Fraser closed his eyes again, breathing in deeply before he showed me that grey colour I’d come to crave so much. “I didn’t know you then, Charlotte,” he repeated.
I pushed myself farther away from him, my back against the passenger door as I stared at this man I’d shared so many intimate moments with. Moments I’d once dreamed of. Moments I’d once believed couldn’t really exist because men like him didn’t exist, surely to God.
“What did you do to my best friend, Fraser? What did you do?”
Turning on his side, he tried to reach out for me, but the moment he saw me flinch away from him, he let his hand hover in the air before he brought it back to his lap. “You’re going to run.”
“Fucking tell me!” I cried.
He ran a hand down his face and sighed. “We needed to get into the wedding. There was no way that was going to happen. Because of what I do and the high-profile people who employ me, a few faces in that room knew who I was, and not all of them would approve of my presence… including Mayor Williamson.”
My mouth fell open.
Another lie.
He’d convinced me they hadn’t known each other. He’d sworn it, and I’d believed him—this handsome stranger who rode into my life like a knight in shining suit and dazzled me with his willingness to help me. To save me. When really, he was only trying to save himself.
“Do you remember me telling you about the first girl I saved?” he asked.
I nodded, unable to speak.
“That was Williamson’s daughter, Rosie. She was fourteen at the time, Charlotte. Four-fucking-teen, and a shaking, shivering wreck when I got her back to him. It’s because of him that I do what I do. Most of my clients now have come off the back of that guy. It was great at first. He treated me like a son. He trusted me with his daughters’ lives. Rosie and Jodie.”
“Jodie…” I breathed, remembering the story of the mayor’s daughter that had died.

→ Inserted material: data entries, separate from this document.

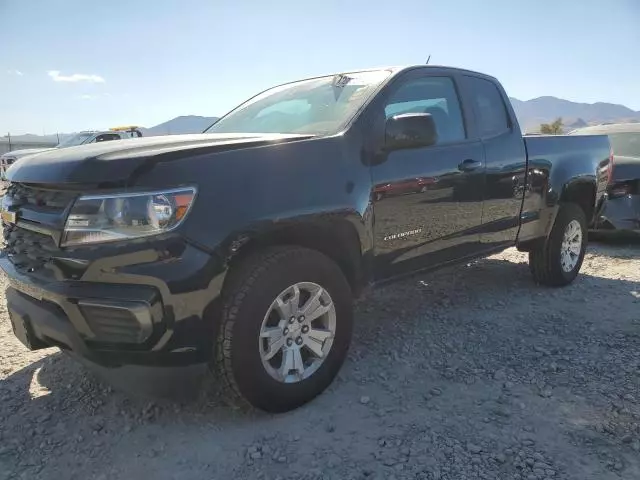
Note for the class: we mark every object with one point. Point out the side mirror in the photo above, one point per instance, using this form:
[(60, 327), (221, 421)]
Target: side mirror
[(410, 130)]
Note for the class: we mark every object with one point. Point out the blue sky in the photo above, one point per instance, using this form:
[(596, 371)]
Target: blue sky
[(69, 65)]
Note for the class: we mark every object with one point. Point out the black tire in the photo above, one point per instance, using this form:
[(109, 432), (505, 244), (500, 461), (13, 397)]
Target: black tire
[(545, 260), (253, 286)]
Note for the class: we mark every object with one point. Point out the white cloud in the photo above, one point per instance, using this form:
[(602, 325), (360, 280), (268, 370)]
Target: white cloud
[(76, 77), (86, 96)]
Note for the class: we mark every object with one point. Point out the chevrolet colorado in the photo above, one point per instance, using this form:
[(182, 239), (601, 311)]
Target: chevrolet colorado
[(243, 247)]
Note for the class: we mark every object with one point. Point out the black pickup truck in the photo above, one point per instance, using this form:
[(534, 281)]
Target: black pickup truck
[(244, 246)]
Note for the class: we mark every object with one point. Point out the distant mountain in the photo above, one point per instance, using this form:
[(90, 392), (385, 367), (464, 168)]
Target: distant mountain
[(180, 125), (532, 113)]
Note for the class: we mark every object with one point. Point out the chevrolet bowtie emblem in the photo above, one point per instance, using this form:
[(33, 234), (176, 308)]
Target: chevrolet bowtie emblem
[(9, 217)]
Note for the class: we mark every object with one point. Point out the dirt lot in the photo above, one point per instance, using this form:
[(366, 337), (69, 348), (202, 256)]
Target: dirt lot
[(471, 372)]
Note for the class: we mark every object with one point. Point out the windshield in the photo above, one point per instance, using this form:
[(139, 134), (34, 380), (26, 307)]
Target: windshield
[(77, 139), (319, 106), (625, 144)]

Fraser nodded, brushing a thumb under his eye as if to catch an invisible tear, or maybe stop one from falling altogether. He looked raw, split wide open already, and he’d barely started to talk.
“When we were in the library, you asked me if I’d ever been in love,” he said, looking back out of the windscreen.
“You said you hadn’t.”
Fraser shook his head. “I didn’t lie. I hadn’t, but Jodie was the closest I got. After I saved Rosie, Jodie and I grew close.”
A weird, misplaced feeling of jealousy rolled over me, and I quickly pushed it away, knowing this particular story didn’t end well.
Fraser blew out a breath. “Rosie hated that. She held me on some pedestal and developed this attachment to me. Saw me as her hero and thought that once she got a little older, something could happen between her and me. But then she saw her older sister with me, and Rosie knew. She knew Jodie was the one I had my eye on, not her. It caused tension. I became a problem between them both. Their dad had asked me to keep them both safe, but I’d somehow come between them and ruined their bond as sisters. I hated myself for it. I told Jodie then that whatever was going on between us had to end. I couldn’t tear a family apart.”
Despite wanting to run, I needed to hear this. I needed to know everything, so I waited, letting him speak at his own pace.
“The night I ended it with her, Rosie and Jodie went to a party together. Rosie was seventeen by that point, Jodie a few years older. Closer to my age.”
“What happened?” I whispered.
“Jodie got drunk. Blamed Rosie for losing me. They fought, and Jodie…” He trailed off, pinching the bridge of his nose. “She got in a car with the wrong guy. A reckless guy. One who took too many drugs and ran too many risks. She died under my fucking watch,” he croaked. “Only three years after I’d saved her little sister.”
I didn’t know what the hell to say as my eyes filled with tears.
“I was only twenty-three at the time. I was a big guy. Fearless. But, fuck, Charlotte, you have no idea how hard that first loss hit me. I didn’t save her.”
I wanted to reach out to him so badly. To cradle his head against my chest, let him bleed without fear or worry, and soothe all his aches and pains… but I couldn’t do that. My own fear of what was to come had crippled me. It had a noose around my neck, and I didn’t dare move in case it tightened.
“Mayor Williamson blamed me for everything. Rosie couldn’t handle life at home once Jodie had gone, so she moved to America. Williamson and I parted ways. He’s barely been able to look at me since.” Fraser cleared his throat, never taking his eyes off mine. “You were the only guest with an unnamed plus one, Charlotte. You were my only way in. The only chance I had to get close to Matteo. I couldn’t take any risks. I had to be that guy on your arm.”
“Even though you knew seeing you would hurt Williamson?” I whispered.
“I didn’t care about anything but getting my hands on the man who’d hurt my mum.”
My face tensed, trying so hard to focus on the impending bad news rather the heart-breaking story he’d just told me about Rosie and Jodie. About the mayor himself. It showed him in a whole new light, and I couldn’t make head nor tail of it.